Postconcussion deficits in neurocognitive performance and postural control may persist at the time of return to sport participation. How these deficits, if present, affect athletic performance is largely unknown, with prior studies showing mixed results.
To evaluate postconcussion National Hockey League player performance using advanced hockey metrics over short- (5 games), medium- (10 games), and long-term (remainder of the season) seasonal performance.
Retrospective cohort study.
National Hockey League players who sustained a sport-related concussion (SRC; n = 93) and returned during the same season and players (n = 51) who missed time for non–injury-related reasons.
Six performance metrics were used: (1) points per 60 minutes, (2) Corsi percentage, (3) personal Fenwick shooting percentage, (4) scoring chances per 60 minutes, (5) penalty difference, and (6) PDO (not an acronym but sometimes referred to as SVSP% [save percentage shooting percentage]). Performance was compared using 2 (group) × 2 (time) repeated-measures analyses of variance for 3 time windows: (1) ±5 games, (2) ±10 games, and (3) the remainder of the season postconcussion.

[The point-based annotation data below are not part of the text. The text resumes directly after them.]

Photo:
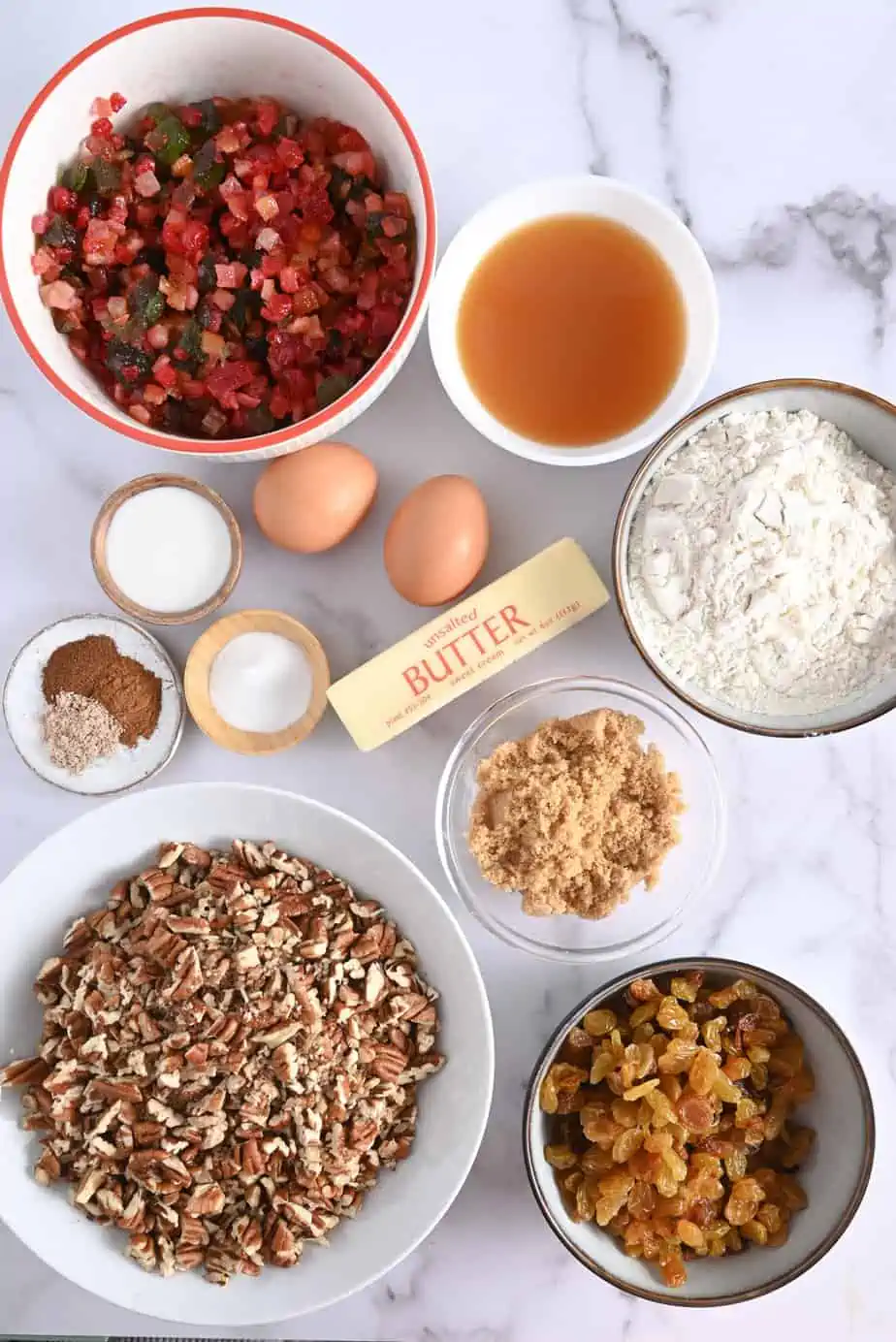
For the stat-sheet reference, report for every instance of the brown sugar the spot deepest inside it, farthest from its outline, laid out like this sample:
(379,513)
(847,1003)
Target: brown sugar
(576,815)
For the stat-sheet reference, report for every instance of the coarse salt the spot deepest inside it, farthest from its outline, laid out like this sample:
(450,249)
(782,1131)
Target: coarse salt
(168,549)
(261,682)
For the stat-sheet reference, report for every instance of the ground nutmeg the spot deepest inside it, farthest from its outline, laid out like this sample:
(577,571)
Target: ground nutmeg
(94,668)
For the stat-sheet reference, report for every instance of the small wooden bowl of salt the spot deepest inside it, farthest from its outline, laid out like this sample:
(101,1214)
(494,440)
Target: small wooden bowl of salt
(256,682)
(167,549)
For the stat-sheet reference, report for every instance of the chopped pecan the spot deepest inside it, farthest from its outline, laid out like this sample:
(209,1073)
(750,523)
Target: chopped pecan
(228,1058)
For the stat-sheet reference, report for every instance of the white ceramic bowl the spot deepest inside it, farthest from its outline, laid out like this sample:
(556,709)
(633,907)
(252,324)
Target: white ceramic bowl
(73,871)
(188,55)
(835,1177)
(585,195)
(24,705)
(650,915)
(871,423)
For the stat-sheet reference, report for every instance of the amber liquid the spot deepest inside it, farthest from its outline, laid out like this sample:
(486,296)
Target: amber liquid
(571,331)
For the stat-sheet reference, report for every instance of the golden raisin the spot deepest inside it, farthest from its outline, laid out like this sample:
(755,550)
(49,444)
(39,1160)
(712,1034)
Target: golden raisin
(687,1089)
(560,1157)
(689,1233)
(598,1023)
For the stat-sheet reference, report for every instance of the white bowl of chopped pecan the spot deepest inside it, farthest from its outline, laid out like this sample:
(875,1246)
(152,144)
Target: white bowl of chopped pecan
(234,1040)
(699,1132)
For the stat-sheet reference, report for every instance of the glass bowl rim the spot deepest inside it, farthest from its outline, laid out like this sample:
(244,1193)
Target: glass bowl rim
(546,687)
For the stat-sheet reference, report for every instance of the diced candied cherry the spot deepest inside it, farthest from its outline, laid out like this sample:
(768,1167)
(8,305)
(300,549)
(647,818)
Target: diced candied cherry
(276,307)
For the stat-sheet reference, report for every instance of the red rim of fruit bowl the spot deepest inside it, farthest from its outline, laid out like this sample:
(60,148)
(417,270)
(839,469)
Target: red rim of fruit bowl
(227,447)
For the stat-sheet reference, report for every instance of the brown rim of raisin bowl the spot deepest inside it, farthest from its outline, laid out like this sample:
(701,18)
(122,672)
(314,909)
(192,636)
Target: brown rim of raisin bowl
(822,1239)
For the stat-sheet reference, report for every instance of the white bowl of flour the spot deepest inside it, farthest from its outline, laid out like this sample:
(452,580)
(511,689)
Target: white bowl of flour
(755,558)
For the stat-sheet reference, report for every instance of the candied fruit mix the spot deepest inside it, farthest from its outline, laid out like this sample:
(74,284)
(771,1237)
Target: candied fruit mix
(224,269)
(672,1121)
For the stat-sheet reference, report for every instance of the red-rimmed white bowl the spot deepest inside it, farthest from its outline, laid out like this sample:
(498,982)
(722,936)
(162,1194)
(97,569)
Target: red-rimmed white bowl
(188,55)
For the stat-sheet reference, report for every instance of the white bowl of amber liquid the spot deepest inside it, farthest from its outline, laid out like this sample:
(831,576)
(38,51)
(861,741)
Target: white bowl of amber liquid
(571,321)
(833,1177)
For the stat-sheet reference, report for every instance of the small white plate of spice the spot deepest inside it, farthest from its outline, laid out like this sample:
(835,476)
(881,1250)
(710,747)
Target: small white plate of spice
(94,705)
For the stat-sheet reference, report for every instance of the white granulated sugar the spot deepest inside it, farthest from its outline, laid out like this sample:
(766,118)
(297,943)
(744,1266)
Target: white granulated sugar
(763,563)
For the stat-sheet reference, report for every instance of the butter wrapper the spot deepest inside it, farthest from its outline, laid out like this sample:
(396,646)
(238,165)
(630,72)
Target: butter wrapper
(463,647)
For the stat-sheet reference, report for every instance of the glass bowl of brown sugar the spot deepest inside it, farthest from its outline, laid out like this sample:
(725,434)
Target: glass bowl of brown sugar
(577,818)
(94,705)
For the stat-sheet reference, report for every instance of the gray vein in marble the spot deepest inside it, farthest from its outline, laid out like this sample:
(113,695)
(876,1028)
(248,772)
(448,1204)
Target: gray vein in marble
(858,234)
(598,163)
(629,38)
(637,41)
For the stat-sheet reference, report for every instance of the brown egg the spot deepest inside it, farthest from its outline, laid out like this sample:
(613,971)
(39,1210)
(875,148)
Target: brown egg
(314,498)
(437,540)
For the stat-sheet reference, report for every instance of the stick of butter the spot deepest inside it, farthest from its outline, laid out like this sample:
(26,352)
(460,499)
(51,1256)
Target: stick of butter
(487,631)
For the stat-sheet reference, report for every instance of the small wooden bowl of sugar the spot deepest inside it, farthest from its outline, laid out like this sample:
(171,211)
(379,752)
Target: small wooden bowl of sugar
(167,549)
(256,682)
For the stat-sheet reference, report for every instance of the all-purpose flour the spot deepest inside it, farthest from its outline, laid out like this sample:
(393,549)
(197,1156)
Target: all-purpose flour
(763,563)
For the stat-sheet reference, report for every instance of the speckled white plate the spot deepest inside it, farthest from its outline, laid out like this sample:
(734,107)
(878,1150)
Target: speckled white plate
(73,871)
(23,706)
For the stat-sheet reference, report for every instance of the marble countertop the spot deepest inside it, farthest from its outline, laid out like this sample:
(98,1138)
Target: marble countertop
(769,128)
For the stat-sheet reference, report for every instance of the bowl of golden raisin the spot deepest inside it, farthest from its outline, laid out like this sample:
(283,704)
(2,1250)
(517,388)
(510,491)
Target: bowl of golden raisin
(699,1133)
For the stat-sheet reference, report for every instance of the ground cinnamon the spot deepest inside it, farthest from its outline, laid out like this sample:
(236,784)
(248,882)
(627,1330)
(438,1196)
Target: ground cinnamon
(97,670)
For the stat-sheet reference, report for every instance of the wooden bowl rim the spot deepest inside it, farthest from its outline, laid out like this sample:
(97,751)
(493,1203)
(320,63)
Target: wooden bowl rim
(199,664)
(141,485)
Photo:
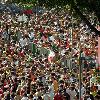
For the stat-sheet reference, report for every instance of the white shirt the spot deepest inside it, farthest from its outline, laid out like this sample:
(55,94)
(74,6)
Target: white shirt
(25,98)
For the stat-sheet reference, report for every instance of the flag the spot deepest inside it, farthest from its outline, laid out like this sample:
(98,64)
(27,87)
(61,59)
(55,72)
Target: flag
(99,50)
(51,56)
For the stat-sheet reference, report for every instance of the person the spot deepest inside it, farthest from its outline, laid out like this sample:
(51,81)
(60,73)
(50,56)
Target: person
(17,97)
(73,93)
(66,95)
(58,95)
(88,96)
(97,97)
(25,97)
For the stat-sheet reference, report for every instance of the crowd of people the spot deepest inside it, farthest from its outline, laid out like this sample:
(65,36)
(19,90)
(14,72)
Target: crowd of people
(39,58)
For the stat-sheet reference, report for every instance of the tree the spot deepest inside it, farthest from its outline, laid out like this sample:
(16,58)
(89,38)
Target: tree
(80,7)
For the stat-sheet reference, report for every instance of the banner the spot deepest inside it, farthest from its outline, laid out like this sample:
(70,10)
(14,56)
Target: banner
(99,50)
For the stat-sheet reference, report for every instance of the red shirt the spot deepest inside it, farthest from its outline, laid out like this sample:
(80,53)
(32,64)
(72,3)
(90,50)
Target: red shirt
(58,97)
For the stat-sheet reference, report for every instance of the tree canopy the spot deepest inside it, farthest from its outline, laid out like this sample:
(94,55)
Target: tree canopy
(80,7)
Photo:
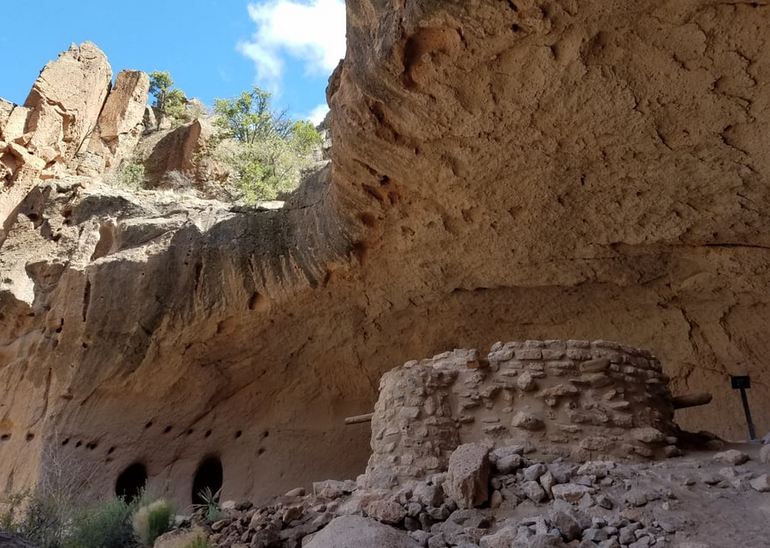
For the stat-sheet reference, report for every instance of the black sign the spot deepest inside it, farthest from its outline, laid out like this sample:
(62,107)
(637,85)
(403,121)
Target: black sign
(740,382)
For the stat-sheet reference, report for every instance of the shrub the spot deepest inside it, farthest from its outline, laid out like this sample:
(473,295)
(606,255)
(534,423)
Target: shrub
(199,542)
(105,526)
(152,520)
(168,99)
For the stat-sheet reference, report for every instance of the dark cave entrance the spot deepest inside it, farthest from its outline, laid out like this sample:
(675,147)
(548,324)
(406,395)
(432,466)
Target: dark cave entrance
(208,479)
(131,481)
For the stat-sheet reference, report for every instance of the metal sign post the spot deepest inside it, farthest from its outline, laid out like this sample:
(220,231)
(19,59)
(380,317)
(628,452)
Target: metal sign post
(742,383)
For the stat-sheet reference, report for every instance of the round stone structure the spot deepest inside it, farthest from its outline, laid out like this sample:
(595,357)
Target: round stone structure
(578,399)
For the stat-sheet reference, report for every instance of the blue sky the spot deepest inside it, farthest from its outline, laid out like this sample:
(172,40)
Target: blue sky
(213,48)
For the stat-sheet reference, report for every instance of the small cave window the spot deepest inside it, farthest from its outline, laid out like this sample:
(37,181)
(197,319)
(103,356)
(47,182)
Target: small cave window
(131,481)
(208,478)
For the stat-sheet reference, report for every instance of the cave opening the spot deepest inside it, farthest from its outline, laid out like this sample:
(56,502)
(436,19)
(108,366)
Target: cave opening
(208,479)
(131,482)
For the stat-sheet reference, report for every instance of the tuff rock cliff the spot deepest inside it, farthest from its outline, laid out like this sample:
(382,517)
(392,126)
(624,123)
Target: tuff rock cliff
(501,170)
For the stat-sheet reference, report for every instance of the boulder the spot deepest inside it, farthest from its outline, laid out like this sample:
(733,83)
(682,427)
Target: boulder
(179,538)
(119,126)
(731,456)
(527,421)
(66,100)
(355,532)
(468,475)
(386,511)
(571,492)
(764,454)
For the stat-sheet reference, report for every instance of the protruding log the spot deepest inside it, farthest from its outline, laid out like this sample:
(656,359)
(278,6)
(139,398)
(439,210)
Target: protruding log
(692,400)
(359,419)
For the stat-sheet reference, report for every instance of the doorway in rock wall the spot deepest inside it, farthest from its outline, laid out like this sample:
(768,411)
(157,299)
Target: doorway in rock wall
(131,482)
(208,479)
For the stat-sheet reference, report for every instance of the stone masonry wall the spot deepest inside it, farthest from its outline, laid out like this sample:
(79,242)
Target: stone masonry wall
(576,399)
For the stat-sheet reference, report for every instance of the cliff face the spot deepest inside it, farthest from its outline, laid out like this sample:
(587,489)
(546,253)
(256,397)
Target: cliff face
(501,170)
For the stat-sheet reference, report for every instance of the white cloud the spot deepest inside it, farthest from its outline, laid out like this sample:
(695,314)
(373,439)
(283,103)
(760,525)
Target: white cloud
(310,31)
(318,114)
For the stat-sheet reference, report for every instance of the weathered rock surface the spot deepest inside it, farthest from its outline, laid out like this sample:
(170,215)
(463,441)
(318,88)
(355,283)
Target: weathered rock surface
(622,411)
(119,126)
(501,170)
(658,510)
(467,481)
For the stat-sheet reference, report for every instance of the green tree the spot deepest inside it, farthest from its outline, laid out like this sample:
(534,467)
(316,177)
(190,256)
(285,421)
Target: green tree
(248,117)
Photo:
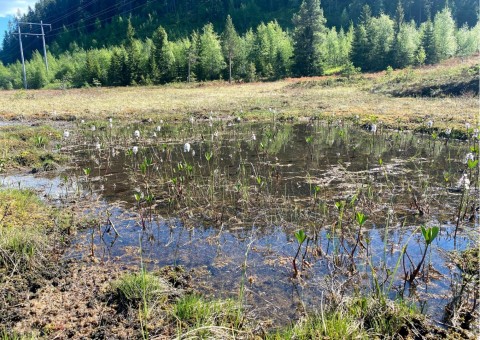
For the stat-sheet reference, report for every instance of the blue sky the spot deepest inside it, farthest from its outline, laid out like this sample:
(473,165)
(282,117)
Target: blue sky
(8,8)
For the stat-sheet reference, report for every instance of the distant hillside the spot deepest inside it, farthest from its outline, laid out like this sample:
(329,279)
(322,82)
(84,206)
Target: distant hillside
(102,23)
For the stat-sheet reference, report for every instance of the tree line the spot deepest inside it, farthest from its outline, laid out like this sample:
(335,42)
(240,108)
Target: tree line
(97,24)
(267,52)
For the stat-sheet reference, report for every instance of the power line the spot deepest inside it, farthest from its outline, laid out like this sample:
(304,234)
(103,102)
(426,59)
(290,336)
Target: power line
(41,24)
(97,14)
(66,15)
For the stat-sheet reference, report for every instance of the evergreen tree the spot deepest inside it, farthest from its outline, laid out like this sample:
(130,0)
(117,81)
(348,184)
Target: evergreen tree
(468,40)
(118,72)
(133,60)
(361,44)
(381,40)
(444,34)
(360,47)
(163,59)
(406,45)
(308,35)
(192,55)
(428,42)
(230,45)
(211,62)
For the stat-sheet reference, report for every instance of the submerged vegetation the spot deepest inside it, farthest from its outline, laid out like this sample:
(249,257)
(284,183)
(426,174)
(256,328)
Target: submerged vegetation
(368,226)
(268,210)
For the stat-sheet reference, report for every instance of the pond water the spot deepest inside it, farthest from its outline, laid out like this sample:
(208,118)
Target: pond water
(225,199)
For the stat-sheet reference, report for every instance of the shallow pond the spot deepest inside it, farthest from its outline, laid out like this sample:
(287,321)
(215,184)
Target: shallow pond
(225,199)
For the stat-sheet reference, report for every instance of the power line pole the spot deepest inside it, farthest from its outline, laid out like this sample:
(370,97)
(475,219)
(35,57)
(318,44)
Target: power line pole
(23,59)
(44,46)
(41,24)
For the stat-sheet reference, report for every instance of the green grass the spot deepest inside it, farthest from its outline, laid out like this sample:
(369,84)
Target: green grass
(25,146)
(202,318)
(24,225)
(360,318)
(133,289)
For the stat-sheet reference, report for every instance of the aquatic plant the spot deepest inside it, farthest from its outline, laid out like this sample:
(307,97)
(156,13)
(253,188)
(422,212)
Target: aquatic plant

Alpha values were set at a conservative .01 to account for the lack of independence among dependent variables.
No significant interactions were present for any of the 6 dependent variables at any of the 3 time windows. Overall, none of the secondary variables differed.
Using advanced, sport-specific metrics, we found that National Hockey League players did not display worse seasonal performance during 3 postinjury time frames after they sustained an SRC. Whereas laboratory studies have identified lingering neurologic deficits after concussion, our results suggest that these deficits, if present, either do not translate to worse athletic performance or were not captured by these 44 metrics. Further, prospective efforts are needed to accurately quantify performance after SRC among professional hockey players.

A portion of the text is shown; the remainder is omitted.